A student has to be a U.S. citizen, or an eligible noncitizen , in order to receive federal financial aid and complete the Free Application for Federal Student Aid (FAFSA). The FAFSA collects financial aid history and also matches applicant information to several federal databases. This information is used by the U.S. Department of Education to determine eligibility for federal financial aid.
All FAFSA applicants are matched with the Social Security Administration's (SSA) records to verify name, date of birth, social security number, and U.S. citizenship status. If an applicant indicates that they are an eligible noncitizen and provides an Alien Registration Number (ARN), their identifying information is also sent to the Department of Homeland Security (DHS) for matching.
In some cases when either U.S. citizenship or eligible noncitizenship status cannot be confirmed, the Office of Financial Aid will require documentation of either U.S. citizenship or eligible noncitizenship from the student.
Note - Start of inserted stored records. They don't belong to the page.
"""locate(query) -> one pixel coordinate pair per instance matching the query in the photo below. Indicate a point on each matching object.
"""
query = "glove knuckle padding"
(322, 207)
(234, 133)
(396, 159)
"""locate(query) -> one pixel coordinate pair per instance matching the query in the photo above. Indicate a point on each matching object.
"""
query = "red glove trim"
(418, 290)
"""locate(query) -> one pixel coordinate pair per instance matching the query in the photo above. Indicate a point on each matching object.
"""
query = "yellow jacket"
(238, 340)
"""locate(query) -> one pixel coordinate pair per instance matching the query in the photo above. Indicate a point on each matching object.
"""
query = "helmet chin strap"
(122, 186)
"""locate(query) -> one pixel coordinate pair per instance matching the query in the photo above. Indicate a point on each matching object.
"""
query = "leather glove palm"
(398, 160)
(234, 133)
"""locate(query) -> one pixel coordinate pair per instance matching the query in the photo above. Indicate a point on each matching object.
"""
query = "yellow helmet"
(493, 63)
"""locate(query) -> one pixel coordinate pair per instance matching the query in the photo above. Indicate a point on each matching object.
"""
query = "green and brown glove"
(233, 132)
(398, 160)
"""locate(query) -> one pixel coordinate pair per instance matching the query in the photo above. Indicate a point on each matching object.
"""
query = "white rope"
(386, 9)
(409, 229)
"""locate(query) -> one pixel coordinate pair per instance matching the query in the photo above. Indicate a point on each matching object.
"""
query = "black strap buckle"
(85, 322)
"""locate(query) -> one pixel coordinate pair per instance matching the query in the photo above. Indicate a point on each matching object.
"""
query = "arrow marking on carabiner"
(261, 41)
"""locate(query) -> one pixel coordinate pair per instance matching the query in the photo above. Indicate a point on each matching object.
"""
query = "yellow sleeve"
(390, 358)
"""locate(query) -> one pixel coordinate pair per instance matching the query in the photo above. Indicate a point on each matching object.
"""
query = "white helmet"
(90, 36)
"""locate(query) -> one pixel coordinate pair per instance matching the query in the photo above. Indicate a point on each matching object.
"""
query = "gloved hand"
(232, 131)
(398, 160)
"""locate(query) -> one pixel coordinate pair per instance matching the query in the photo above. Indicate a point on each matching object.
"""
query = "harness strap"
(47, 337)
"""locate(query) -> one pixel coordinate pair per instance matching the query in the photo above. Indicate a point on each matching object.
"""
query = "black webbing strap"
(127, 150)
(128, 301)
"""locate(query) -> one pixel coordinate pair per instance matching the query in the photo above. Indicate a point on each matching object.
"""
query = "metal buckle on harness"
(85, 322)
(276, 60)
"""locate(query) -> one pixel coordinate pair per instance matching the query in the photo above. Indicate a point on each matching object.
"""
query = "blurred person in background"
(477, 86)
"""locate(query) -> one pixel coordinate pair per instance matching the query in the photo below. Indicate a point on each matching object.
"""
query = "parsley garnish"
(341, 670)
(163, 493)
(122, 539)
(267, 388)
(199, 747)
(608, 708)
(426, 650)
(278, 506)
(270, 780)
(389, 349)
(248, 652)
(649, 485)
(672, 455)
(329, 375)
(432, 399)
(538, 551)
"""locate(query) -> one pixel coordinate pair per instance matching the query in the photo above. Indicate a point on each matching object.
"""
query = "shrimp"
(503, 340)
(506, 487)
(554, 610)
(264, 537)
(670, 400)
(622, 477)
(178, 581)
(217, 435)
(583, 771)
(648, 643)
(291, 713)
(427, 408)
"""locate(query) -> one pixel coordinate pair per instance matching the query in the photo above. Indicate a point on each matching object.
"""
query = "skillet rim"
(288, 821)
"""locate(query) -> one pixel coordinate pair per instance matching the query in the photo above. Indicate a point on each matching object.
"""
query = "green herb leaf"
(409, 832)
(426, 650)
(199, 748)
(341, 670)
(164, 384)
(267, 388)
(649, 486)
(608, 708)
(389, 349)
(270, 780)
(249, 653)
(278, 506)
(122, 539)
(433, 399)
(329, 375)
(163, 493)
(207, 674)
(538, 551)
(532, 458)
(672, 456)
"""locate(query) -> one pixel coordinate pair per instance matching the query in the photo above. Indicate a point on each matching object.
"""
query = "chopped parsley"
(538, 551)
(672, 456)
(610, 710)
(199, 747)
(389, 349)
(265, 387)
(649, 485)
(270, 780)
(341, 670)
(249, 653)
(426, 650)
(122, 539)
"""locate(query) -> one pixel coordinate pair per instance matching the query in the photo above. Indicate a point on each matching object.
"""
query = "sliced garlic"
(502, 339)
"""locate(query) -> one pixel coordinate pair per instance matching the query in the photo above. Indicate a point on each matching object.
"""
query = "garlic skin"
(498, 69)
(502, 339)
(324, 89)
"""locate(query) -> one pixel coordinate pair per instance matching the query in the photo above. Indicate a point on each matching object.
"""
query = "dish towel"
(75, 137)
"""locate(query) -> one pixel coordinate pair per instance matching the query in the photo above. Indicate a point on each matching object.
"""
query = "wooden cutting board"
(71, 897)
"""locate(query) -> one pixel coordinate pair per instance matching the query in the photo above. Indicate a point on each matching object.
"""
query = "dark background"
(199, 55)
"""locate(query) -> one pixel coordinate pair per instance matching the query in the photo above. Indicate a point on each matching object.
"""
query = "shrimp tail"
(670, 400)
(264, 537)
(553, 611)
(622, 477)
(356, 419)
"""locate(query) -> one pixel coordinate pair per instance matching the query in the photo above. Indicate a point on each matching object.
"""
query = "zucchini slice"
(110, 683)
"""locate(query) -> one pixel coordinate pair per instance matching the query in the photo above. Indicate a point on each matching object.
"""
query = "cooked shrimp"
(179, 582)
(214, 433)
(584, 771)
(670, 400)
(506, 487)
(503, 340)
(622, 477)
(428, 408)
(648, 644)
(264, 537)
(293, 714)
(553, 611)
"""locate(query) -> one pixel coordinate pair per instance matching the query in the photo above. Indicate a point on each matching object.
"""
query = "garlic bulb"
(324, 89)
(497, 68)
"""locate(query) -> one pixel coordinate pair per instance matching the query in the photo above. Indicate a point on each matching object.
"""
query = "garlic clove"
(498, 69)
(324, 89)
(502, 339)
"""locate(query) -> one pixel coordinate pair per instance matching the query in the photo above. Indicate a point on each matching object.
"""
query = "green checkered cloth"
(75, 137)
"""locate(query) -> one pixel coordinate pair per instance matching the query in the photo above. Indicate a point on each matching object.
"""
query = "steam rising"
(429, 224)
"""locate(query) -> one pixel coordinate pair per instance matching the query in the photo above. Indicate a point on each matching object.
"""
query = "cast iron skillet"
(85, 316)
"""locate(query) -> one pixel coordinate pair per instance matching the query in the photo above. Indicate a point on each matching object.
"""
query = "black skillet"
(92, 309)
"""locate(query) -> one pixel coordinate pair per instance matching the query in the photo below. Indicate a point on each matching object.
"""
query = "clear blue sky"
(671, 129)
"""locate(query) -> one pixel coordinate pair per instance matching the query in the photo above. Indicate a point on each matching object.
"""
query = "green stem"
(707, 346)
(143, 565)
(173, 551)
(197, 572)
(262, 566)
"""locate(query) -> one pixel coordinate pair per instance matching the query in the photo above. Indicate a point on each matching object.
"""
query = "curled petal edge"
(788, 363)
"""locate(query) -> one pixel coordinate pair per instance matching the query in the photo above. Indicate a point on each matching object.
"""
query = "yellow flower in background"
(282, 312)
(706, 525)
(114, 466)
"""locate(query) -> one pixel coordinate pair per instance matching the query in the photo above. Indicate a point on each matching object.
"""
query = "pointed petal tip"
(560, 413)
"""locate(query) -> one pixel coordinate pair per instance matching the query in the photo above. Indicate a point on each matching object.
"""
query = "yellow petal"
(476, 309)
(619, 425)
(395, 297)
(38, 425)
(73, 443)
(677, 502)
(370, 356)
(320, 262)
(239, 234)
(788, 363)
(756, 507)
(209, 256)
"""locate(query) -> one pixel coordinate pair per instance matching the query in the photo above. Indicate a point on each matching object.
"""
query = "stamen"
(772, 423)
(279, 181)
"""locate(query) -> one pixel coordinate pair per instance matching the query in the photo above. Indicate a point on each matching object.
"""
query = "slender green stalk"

Documentation may include one of the following:
- U.S. passport (current or expired)
- Certificate of Naturalization
- Alien Registration Number (i.e., Permanent Resident Card)
Students may mail, fax, or email copies of their citizenship documents to the Office of Financial Aid.
For naturalized U.S. citizens, the U.S. Citizenship and Immigration Service does not automatically update social security records for a change in citizenship status. Therefore, all newly naturalized U.S. citizens are required to update their social security records to reflect updated citizenship status. Please note that it is very important for social security records to reflect accurate citizenship information.
Additional information for Eligible NonCitizens:
The Office of Financial Aid may be required to initiate a mandatory secondary process with the Department of Homeland Security(DHS) for those students whose eligible noncitizen status cannot be confirmed through Federal Student Aid's automated matching process. Eligible DHS matches from previous academic years cannot be used to circumvent the mandatory secondary process during the current academic year. This is because eligible noncitizenship status is subject to change as DHS records are updated.
Undocumented students are not eligible for federal financial aid or Connecticut state financial aid. Under a new state law, enacted by the Connecticut General Assembly, undocumented students may apply for institutional financial aid after meeting certain requirements. This new law does not apply to non-immigrant visa holders.